[Search for users] [Overall Top Noters] [List of all Conferences] [Download this site]

Conference vaxaxp::vmsnotes

Title:VAX and Alpha VMS
Notice:This is a new VMSnotes, please read note 2.1
Moderator:VAXAXP::BERNARDO
Created:Wed Jan 22 1997
Last Modified:Fri Jun 06 1997
Last Successful Update:Fri Jun 06 1997
Number of topics:703
Total number of notes:3722

259.0. "Can OpenVMS handle this much auditing?" by GIDDAY::GILLINGS (a crucible of informative mistakes) Thu Feb 27 1997 21:49

  I have a customer who wants to run with full file access auditing. That's
  SUCCESS, FAIL, SYSPRV, GRPPRV, READALL and BYPASS for all access types.

  They have specifically chosen systems which should have sufficient resources
  to do this. Indeed, they've been running for more than 1 year with auditing
  enabled as above. However, they have also been suffering crashes. At first
  these were occasional, but recently they have increased to 1 or more per day.
  It seems the frequency is related to the gradual increase in workload over
  time. The node is pretty much exclusively a Teamlinks server.

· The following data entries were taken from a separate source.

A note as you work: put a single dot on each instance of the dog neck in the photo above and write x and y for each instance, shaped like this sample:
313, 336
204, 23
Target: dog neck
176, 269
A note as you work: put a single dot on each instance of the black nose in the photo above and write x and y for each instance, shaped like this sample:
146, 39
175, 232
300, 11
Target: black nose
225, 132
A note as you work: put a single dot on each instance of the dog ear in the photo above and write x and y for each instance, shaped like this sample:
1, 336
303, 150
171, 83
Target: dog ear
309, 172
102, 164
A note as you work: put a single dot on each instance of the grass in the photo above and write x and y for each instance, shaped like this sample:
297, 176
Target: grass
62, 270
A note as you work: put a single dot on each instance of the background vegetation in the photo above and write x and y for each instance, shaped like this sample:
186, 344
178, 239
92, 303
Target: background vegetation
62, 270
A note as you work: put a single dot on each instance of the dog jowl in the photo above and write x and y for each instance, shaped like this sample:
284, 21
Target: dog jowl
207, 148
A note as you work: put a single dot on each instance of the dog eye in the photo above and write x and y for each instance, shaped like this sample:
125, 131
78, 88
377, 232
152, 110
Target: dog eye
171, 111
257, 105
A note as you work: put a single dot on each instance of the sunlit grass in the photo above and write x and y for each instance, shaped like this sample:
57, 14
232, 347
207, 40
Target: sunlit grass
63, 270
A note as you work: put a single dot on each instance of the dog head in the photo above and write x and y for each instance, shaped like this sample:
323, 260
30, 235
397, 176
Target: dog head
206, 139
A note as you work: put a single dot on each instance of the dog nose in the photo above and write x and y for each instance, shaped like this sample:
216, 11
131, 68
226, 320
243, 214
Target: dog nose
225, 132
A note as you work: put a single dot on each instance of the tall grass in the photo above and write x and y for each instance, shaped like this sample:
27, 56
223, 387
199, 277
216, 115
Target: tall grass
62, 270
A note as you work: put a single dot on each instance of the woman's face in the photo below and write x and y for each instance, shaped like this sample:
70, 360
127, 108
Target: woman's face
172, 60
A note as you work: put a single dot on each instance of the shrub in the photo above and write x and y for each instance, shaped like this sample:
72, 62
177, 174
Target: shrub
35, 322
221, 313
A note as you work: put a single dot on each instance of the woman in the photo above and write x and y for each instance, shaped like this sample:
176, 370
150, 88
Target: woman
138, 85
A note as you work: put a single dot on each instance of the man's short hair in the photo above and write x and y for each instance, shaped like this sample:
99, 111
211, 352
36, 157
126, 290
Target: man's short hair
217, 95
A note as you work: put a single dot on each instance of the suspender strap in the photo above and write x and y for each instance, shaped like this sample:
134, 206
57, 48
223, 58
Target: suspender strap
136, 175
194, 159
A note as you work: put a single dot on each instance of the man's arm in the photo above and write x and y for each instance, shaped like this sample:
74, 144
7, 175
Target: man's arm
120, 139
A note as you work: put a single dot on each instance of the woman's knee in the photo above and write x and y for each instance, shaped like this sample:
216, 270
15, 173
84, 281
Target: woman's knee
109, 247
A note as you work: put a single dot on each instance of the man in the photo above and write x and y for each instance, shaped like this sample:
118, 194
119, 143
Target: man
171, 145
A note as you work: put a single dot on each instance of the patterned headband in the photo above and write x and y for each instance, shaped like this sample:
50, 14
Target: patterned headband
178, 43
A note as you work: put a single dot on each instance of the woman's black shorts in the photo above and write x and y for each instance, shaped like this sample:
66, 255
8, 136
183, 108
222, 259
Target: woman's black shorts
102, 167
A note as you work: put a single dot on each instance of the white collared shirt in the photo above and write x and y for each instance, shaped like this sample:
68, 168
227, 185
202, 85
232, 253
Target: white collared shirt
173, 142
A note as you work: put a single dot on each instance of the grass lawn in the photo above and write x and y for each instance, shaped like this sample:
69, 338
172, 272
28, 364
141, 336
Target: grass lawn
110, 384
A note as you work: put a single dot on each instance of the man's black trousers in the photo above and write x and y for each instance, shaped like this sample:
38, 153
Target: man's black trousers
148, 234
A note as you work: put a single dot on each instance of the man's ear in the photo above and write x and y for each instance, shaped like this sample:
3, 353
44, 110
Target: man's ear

  The crash footprint is always very similar, the process is always OAFC$SERVER
  with READ ACCVIOs in EXE$CHKPRO at varying offsets. Those that I've checked
  are in the "item list scanner" at the targets of the large CASE statement
  leading to ITEM_xxx: labels. Possibly also of interest, the AUDIT_SERVER is
  always current on the other CPU. This doesn't match anything in CANASTA that
  I can access.

  The customer is running OpenVMS/Alpha V6.1 and Pathworks V4.2 in a 5
  node cluster of 2xdual processor 2100's + 3 VAXes. They won't upgrade
  OpenVMS or Pathworks for various reasons. We also can't get them to install
  all the patches we want installed. It's a secure site in another city so
  detailed analysis is very difficult.

  The good news is that I was able to convince them to disable SUCCESS and
  SYSPRV audits. Their audit load for this node went from anything up to
  500,000 blocks of journal per day to 20 events (yes, that's TWENTY events :-).
  Now, touch wood with all fingers and toes crossed, we've had 3 crash free
  days, so maybe the crashes were caused by stressing the security audit
  subsystem, or perhaps a small synchronisation window with AUDIT_SERVER.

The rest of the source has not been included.